PORT-AU-PRINCE (AFP) - Caribbean islands and resorts in the path of Hurricane Dean began to batten down yesterday as the massive storm plowed toward Haiti, Jamaica, the Caymans and the tourist-laden coast of Mexico's Yucatan peninsula.
Haiti froze air flights and coastal shipping through Sunday and prepared to evacuate seaside regions in Dean's path as the storm appeared poised to hit the island at midday Sunday.
"Arrangements have been made to evacuate people living in the zones at risk and shelter has been sought in other areas," a civil defense official said.
In Jamaica, dead at the center of the storm's expected track, the country went on full alert and hundreds of thousands flocked to markets and petrol stations to stock up on essentials.
And in the state of Quintana Roo on the eastern side of the Yucatan peninsula, home to the famed Cozumel and Cancun resorts, Mexican officials began evacuating some 80,000 tourists -- just two years after a series of massive storms devastated the region.

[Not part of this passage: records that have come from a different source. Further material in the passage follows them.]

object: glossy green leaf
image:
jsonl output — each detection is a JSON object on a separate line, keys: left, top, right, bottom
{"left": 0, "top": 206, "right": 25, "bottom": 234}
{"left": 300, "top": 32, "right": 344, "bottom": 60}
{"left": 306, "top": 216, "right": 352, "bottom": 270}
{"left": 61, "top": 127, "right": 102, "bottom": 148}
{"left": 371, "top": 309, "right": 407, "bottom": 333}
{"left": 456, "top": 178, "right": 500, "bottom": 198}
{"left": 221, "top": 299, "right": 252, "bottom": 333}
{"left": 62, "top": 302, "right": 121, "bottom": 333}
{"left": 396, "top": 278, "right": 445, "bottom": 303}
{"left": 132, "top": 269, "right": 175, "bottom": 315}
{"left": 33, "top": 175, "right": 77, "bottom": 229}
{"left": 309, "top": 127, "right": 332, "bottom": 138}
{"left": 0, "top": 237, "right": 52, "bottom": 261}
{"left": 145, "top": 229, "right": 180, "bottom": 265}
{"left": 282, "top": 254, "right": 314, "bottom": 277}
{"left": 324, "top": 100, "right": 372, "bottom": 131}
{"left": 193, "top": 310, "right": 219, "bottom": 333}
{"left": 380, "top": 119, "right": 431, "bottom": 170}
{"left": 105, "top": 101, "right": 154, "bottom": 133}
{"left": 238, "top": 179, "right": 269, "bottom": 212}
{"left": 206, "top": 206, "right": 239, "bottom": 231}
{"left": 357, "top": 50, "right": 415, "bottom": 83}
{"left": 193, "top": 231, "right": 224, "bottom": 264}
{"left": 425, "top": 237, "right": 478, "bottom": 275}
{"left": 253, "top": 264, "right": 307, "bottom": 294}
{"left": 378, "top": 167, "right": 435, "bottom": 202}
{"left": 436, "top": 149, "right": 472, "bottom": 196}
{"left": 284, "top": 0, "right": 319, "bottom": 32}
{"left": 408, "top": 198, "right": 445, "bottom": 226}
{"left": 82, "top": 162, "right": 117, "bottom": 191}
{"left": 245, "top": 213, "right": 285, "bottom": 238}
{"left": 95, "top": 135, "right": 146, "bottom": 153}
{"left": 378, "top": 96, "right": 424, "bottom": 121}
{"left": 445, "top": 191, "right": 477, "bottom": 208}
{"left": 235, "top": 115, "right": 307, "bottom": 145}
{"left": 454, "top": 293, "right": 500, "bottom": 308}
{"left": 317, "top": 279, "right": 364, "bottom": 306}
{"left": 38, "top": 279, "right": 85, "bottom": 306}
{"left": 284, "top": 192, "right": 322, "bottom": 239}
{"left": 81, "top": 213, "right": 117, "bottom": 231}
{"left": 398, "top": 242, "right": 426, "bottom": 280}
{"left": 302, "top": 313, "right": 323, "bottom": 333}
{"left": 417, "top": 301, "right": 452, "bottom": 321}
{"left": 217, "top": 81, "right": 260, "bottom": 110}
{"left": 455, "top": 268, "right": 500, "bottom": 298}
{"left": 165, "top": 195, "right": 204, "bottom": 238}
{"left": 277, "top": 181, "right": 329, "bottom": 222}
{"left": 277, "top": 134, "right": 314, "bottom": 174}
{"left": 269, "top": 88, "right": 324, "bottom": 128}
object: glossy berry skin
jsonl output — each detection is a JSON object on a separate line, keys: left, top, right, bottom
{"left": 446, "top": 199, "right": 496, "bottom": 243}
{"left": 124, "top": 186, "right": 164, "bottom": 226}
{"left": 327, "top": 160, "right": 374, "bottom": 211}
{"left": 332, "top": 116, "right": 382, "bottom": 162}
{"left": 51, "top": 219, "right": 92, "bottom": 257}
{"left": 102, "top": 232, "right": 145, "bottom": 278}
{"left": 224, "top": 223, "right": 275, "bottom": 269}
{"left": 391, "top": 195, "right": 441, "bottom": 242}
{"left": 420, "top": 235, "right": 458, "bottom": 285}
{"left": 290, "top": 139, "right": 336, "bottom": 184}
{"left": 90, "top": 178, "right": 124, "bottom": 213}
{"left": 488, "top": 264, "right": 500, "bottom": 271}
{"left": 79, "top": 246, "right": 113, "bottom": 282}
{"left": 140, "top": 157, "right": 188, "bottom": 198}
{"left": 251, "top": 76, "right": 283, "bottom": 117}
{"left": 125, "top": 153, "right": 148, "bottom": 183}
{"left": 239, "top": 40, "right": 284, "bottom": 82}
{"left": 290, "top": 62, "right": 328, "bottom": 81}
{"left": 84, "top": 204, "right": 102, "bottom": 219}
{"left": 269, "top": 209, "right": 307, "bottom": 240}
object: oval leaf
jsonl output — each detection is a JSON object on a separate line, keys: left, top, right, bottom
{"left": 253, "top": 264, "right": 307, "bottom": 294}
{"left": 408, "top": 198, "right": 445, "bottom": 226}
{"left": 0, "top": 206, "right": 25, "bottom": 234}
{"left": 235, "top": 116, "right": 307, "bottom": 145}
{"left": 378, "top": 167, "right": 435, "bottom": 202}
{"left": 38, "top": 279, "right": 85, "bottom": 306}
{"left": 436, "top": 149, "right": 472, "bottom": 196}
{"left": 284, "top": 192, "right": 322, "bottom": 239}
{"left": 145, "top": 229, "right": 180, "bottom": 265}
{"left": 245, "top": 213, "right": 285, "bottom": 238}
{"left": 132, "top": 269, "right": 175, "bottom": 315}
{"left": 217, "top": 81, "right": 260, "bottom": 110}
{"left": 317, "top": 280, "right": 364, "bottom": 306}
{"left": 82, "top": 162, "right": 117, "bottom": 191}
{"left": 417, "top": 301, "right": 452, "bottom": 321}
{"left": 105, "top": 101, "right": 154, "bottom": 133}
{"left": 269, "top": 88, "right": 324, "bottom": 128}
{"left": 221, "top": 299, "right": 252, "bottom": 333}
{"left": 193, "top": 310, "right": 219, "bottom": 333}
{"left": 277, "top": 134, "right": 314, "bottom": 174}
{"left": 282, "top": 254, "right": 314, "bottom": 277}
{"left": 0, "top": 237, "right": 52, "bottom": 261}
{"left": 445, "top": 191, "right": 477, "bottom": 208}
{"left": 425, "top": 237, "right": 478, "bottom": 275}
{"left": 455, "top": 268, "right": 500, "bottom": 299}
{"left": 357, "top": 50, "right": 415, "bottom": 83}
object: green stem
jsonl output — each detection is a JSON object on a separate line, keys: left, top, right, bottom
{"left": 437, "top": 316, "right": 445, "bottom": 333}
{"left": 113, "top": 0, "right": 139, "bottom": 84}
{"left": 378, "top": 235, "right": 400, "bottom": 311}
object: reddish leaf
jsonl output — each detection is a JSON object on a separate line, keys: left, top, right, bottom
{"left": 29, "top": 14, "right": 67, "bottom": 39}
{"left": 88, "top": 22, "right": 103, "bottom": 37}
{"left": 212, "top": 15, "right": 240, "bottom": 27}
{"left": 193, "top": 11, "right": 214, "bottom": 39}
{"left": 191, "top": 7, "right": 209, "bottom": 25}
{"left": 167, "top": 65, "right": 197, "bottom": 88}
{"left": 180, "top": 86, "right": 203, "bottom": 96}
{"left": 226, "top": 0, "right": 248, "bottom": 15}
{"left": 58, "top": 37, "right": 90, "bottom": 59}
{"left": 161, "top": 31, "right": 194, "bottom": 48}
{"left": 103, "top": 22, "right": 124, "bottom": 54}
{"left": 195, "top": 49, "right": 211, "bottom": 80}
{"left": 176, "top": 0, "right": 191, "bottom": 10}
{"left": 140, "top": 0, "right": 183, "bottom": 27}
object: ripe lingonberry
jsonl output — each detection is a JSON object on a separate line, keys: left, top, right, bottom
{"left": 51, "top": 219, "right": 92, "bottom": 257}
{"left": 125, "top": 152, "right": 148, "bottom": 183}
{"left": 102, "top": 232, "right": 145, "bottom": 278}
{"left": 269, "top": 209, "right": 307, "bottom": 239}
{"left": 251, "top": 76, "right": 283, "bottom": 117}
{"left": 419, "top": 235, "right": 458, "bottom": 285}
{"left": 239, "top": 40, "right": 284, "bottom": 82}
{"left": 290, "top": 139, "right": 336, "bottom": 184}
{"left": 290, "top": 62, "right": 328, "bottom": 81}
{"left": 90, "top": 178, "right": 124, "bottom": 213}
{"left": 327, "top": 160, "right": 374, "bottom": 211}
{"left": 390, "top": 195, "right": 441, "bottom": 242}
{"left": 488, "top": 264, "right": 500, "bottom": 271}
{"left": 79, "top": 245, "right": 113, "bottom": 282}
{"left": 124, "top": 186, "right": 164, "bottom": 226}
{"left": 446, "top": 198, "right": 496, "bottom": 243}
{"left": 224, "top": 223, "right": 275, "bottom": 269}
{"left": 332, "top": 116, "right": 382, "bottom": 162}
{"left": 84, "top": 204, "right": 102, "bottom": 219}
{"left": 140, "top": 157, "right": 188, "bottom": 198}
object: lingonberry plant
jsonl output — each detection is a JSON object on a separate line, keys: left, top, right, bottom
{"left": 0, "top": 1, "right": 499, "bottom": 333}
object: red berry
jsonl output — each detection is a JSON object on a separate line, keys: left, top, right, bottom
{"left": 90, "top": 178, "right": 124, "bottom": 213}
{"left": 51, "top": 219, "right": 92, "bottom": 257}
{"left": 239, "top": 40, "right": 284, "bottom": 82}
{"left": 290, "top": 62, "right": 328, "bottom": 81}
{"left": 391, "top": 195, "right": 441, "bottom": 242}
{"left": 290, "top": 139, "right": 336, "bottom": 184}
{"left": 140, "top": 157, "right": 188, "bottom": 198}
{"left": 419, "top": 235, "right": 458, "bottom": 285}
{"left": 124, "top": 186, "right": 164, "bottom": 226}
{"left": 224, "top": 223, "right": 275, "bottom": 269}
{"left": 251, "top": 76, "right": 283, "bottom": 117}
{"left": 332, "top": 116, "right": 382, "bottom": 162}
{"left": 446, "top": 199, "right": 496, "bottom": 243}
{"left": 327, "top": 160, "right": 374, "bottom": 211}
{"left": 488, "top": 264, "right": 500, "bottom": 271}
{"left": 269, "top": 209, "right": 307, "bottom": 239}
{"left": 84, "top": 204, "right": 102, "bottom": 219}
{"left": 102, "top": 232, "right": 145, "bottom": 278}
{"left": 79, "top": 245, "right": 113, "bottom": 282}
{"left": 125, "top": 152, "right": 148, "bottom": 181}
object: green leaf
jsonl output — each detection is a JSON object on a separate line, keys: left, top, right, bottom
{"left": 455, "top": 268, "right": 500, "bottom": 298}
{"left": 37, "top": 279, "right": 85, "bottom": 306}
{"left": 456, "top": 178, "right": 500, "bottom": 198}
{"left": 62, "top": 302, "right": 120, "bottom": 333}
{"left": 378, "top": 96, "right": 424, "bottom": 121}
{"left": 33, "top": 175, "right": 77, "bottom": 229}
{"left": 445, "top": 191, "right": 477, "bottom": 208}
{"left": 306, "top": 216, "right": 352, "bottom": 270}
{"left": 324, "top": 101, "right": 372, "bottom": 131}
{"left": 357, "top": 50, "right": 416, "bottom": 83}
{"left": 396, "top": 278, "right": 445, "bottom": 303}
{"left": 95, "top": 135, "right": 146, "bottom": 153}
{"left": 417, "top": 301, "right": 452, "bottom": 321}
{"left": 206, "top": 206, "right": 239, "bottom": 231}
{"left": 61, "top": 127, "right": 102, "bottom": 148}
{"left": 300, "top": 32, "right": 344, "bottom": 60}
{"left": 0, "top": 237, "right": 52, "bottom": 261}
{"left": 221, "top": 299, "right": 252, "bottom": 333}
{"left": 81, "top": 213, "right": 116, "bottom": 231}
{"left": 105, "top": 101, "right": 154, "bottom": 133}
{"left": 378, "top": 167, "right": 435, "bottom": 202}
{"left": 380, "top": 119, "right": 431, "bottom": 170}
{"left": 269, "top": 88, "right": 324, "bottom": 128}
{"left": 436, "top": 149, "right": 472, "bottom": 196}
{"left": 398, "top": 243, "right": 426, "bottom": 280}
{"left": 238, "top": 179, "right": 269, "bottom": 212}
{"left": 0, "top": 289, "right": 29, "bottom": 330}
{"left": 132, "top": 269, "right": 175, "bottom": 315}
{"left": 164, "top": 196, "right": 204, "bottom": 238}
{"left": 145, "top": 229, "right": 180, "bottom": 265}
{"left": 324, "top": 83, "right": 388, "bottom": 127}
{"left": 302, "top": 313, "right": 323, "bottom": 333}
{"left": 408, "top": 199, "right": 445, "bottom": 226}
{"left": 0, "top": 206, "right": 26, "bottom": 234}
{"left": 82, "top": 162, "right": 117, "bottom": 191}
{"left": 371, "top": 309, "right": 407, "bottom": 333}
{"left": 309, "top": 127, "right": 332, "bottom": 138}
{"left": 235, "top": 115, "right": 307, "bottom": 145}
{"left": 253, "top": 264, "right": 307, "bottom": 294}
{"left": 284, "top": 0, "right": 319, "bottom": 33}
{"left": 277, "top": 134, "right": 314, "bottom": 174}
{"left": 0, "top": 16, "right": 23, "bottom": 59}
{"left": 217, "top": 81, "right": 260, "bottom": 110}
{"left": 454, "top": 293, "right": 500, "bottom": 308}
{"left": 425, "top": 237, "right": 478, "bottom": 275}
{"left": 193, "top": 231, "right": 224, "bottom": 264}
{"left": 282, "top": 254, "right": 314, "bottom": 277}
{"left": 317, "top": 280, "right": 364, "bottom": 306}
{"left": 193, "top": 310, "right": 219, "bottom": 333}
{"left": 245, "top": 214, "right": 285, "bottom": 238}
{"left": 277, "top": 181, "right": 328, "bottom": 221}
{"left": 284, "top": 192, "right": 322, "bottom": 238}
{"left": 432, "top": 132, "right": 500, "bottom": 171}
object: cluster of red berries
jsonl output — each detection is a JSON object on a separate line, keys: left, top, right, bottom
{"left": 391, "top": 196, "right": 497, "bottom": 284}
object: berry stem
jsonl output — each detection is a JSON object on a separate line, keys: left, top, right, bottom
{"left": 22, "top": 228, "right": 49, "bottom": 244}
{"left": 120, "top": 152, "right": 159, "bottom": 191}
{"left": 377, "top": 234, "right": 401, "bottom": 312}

With sustained winds hitting 240 kilometers (150 miles) per hour, Dean was characterized Saturday by the Miami-based US National Hurricane Center as an "extremely dangerous hurricane."
It hovered just under the threshold of a monster category five storm as it moved toward southern Haiti, which ordered a red alert fearing a direct hit.
Category five hurricanes can bring huge storm surges of 5.5 meters (18 feet) or more and can require the massive evacuation of areas as far inland as 10 kilometers (six miles).
At 1800 GMT, the center of the storm was 815 kilometers (505 miles) east-southeast of Kingston, Jamaica, and 285 kilometers (175 miles) south of Santo Domingo in the Dominican Republic, the center said.
Dean was moving west-northwest at 28 kilometers (17 miles) per hour and was forecast to keep on that track for the next 24 hours, passing close to Haiti's southwest tip mid-morning Sunday before moving directly toward Jamaica.
It was also on direct course for the Cayman Islands and then forecast to move to the resort region of northern Yucatan.
In Jamaica, following a three-hour meeting with the National Disaster Committee on Friday morning, Prime Minister Portia Simpson Miller called on any off-duty police officers, firefighters and prison warders to report for duty, in an effort to reinforce the island's security and rescue operations in preparation for the impending natural disaster.
"I call on everyone to begin to put in place the necessary safety precautions as we prepare for Hurricane Dean," she said at a press briefing at Jamaica House after meeting with the committee.
While the Miami Hurricane Center's forecast shows the storm now not expected to strike the United States, the Houston, Texas-based mission control of the National Aeronautics and Space Administration moved to speed up the current space mission to bring the Endeavour shuttle back to Earth on Tuesday instead of Wednesday, in hopes of avoiding a possible forced shutdown of the crucial operations centers.
Earlier, Dean left flooding and devastation in the eastern Caribbean.
In Martinique, it caused widespread flooding early Friday in the southern part of the island, leaving the town of Riviere-Pilote completely under water.
"This is real devastation," a local official said by telephone. Violent winds tore the roofs off the local fire and police stations and numerous other buildings, the official said.
One third of Martinique's population of some 115,000 people have been left without electricity by the storm, and nearly 100 percent of the island's banana crop and 70 percent of its sugarcane crop had been lost, according to Paris officials.